陽子さんが母に「今まで、どうしていたの」と母の顔を見ながら聞くと、母は私を少し見て、陽子さんの方を見ながら話はじめた。
中谷春香は大阪の堺市で生まれ育ち、小学生の頃から走るのが速く、母の勧めで中学に入学してから陸上を始めた。
山中陽子は愛知県の名古屋市で生まれ育ち、小学5年の時、担任の先生に持久力があると陸上の長距離をすすめられ陸上を始めた。
高校に入学する頃にはお互い力を付けていて、高校では1年の頃からインターハイや国体に出場して、お互いライバル視する様になっていた。
高校3年生になった頃に東京の大日体育大学から推薦入学の話があり、2人はそこで一緒になってアメリカから留学してきたマリアとも出会い3人は良きライバル、そして最高の友として大学生活を過ごした。
3人の陸上での成績は全国でも知られるようになり、駅伝にも出場して何度も優勝をし、3人で区間賞もとった。
大学を卒業した後、中谷春香と山中陽子は別々の実業団に入り本格的にマラソンをはじめ、マリヤはアメリカに帰り、マラソン選手としての道を歩みはじめ、お互い4年後に決まっていたサンフランシスコオリンピックに向けての苦しいトレーニングをはじめていた。
3年後にマリヤはアメリカで、オリンピック出場を決めていて、日本の女子選手は大阪、横浜、名古屋の国際レースでの成績でオリンピック出場を決められる事になっていた。

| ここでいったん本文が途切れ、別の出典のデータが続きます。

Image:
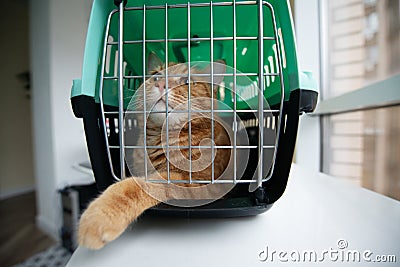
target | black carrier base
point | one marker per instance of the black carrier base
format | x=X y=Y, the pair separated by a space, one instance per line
x=238 y=202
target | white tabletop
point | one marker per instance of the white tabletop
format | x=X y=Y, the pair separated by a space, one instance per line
x=317 y=216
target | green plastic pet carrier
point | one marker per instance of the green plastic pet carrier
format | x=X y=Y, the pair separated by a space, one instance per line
x=262 y=87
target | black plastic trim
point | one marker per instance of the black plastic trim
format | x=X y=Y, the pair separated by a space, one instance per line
x=308 y=100
x=86 y=108
x=231 y=206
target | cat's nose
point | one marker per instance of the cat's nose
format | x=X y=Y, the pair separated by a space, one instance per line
x=161 y=86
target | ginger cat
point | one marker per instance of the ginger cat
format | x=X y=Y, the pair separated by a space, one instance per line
x=111 y=213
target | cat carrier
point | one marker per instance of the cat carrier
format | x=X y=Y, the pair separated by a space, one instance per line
x=261 y=95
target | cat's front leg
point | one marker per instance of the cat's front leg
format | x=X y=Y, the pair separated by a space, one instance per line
x=109 y=215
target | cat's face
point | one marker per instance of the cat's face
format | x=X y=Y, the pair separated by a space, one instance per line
x=176 y=96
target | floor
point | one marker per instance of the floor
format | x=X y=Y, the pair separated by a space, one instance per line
x=19 y=236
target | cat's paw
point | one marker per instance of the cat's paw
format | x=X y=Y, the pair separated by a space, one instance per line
x=97 y=227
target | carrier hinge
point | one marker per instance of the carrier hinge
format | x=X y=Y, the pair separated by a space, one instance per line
x=260 y=196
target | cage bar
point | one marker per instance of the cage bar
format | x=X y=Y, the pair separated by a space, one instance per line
x=212 y=88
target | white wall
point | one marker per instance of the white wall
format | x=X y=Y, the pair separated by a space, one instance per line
x=58 y=30
x=16 y=163
x=308 y=49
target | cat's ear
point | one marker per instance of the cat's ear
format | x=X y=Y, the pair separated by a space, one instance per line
x=154 y=63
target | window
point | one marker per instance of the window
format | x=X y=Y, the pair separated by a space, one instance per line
x=362 y=40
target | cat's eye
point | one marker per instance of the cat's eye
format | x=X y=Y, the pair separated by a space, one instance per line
x=156 y=77
x=184 y=80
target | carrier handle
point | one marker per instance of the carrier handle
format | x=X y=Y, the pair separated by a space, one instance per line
x=118 y=2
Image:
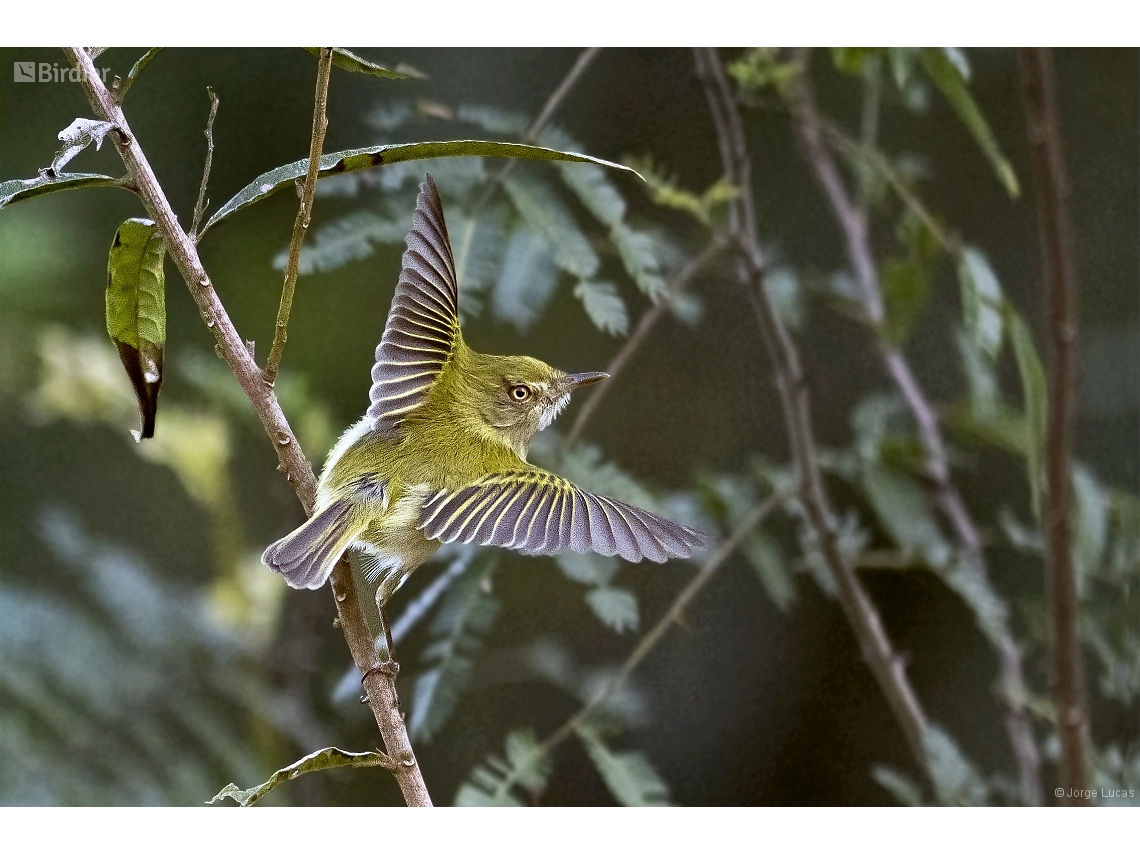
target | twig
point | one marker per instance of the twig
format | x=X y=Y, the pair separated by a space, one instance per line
x=887 y=666
x=136 y=70
x=680 y=282
x=291 y=459
x=303 y=213
x=1058 y=266
x=852 y=220
x=200 y=206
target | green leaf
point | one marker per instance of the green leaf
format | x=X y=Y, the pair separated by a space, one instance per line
x=493 y=783
x=982 y=301
x=628 y=774
x=316 y=762
x=1034 y=395
x=905 y=290
x=617 y=608
x=356 y=160
x=348 y=60
x=949 y=78
x=19 y=189
x=604 y=307
x=137 y=311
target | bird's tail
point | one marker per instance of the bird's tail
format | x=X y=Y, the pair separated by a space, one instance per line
x=306 y=556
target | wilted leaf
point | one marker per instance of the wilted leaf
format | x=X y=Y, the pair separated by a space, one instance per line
x=628 y=774
x=19 y=189
x=137 y=311
x=355 y=160
x=949 y=78
x=617 y=608
x=604 y=307
x=316 y=762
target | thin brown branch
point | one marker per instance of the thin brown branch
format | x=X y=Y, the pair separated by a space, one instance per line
x=303 y=213
x=1058 y=266
x=887 y=666
x=291 y=459
x=200 y=206
x=813 y=131
x=649 y=319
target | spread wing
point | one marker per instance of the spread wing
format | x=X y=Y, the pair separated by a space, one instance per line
x=539 y=513
x=423 y=324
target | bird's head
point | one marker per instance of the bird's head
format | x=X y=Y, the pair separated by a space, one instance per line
x=516 y=397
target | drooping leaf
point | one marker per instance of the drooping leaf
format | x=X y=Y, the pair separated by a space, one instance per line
x=348 y=60
x=604 y=307
x=316 y=762
x=1034 y=395
x=982 y=301
x=628 y=774
x=137 y=311
x=527 y=278
x=950 y=80
x=355 y=160
x=494 y=782
x=617 y=608
x=19 y=189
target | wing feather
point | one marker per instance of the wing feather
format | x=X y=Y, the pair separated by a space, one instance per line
x=542 y=514
x=423 y=324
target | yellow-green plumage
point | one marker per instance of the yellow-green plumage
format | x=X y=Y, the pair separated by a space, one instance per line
x=441 y=454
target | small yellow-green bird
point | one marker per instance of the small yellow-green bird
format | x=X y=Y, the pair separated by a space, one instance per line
x=440 y=456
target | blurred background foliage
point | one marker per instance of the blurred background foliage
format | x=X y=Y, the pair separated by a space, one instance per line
x=149 y=658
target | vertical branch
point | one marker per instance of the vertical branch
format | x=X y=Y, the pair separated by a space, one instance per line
x=852 y=219
x=303 y=213
x=886 y=665
x=1058 y=266
x=291 y=459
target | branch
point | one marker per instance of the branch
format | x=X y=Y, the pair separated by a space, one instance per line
x=852 y=219
x=681 y=281
x=887 y=666
x=1059 y=270
x=200 y=206
x=303 y=214
x=291 y=459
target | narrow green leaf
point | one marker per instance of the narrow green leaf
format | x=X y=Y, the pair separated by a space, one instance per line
x=947 y=76
x=1034 y=395
x=316 y=762
x=137 y=311
x=348 y=60
x=628 y=774
x=355 y=160
x=604 y=307
x=19 y=189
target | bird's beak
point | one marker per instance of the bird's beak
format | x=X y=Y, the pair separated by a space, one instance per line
x=573 y=381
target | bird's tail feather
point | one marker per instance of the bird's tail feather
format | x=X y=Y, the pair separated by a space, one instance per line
x=306 y=556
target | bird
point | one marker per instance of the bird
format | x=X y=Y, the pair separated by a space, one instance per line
x=440 y=455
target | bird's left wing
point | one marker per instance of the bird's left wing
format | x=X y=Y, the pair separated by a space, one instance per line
x=423 y=324
x=539 y=513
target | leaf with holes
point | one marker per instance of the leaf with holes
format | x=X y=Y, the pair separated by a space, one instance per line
x=137 y=312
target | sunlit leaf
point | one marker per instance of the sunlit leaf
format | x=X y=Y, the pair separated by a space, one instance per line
x=137 y=311
x=355 y=160
x=316 y=762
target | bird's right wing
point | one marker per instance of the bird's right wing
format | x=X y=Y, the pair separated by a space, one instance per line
x=539 y=513
x=423 y=324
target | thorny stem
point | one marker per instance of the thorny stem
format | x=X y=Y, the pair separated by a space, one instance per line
x=1059 y=270
x=291 y=459
x=680 y=282
x=200 y=206
x=886 y=665
x=303 y=213
x=852 y=219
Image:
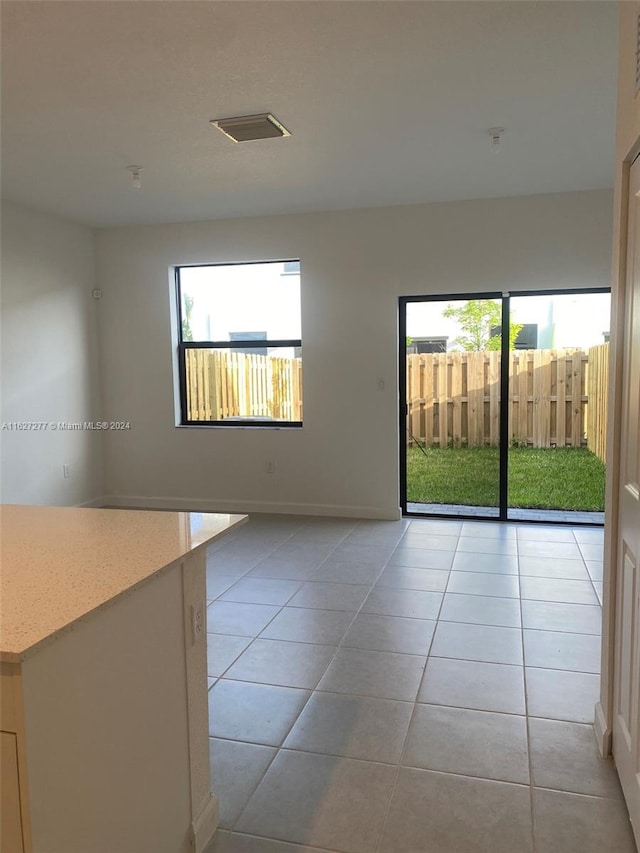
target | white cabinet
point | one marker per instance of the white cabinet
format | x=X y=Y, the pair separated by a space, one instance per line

中谷春香と山中陽子は最有力選手として注目されていて、2人は共に大阪女子国際マラソンに出場する事を決めレースに臨む事になった。
大阪女子国際マラソンでのレース展開は、25キロ地点まで7人の先頭集団で走っていたが、28キロ地点で山中陽子が仕掛け、中谷春香が付いて行き、2人の戦いとなった。
35キロ地点で、中谷春香がスピードを上げ、山中陽子は着いて行けず、100メートル近くの差を着け、中谷春香が日本新記録でゴールした。
この次点で中谷春香のオリンピックの出場がほぼ確定し、山中陽子も日本新記録のタイムでゴールをしていたので共にオリンピック出場は間違いないだろうと言われていたが、翌朝の新聞で
「中谷春香、ドーピングで2年の出場停止、オリンピック出場出来ず。大阪国際女子マラソンでのドーピング検査結果、微量の筋肉増強剤が使われていた事が判明。」と、書かれた記事が大きく載った。
中谷春香は「絶対に使っていない。」と訴えたが、誰にも信用されず、引退することを決意し、牧場を営んでいる母方の叔父が居ている北海道の釧路に、6畳2間に小さな台所がある家を借りて、中学校の体育教師として、第2の人生を歩みはじめた。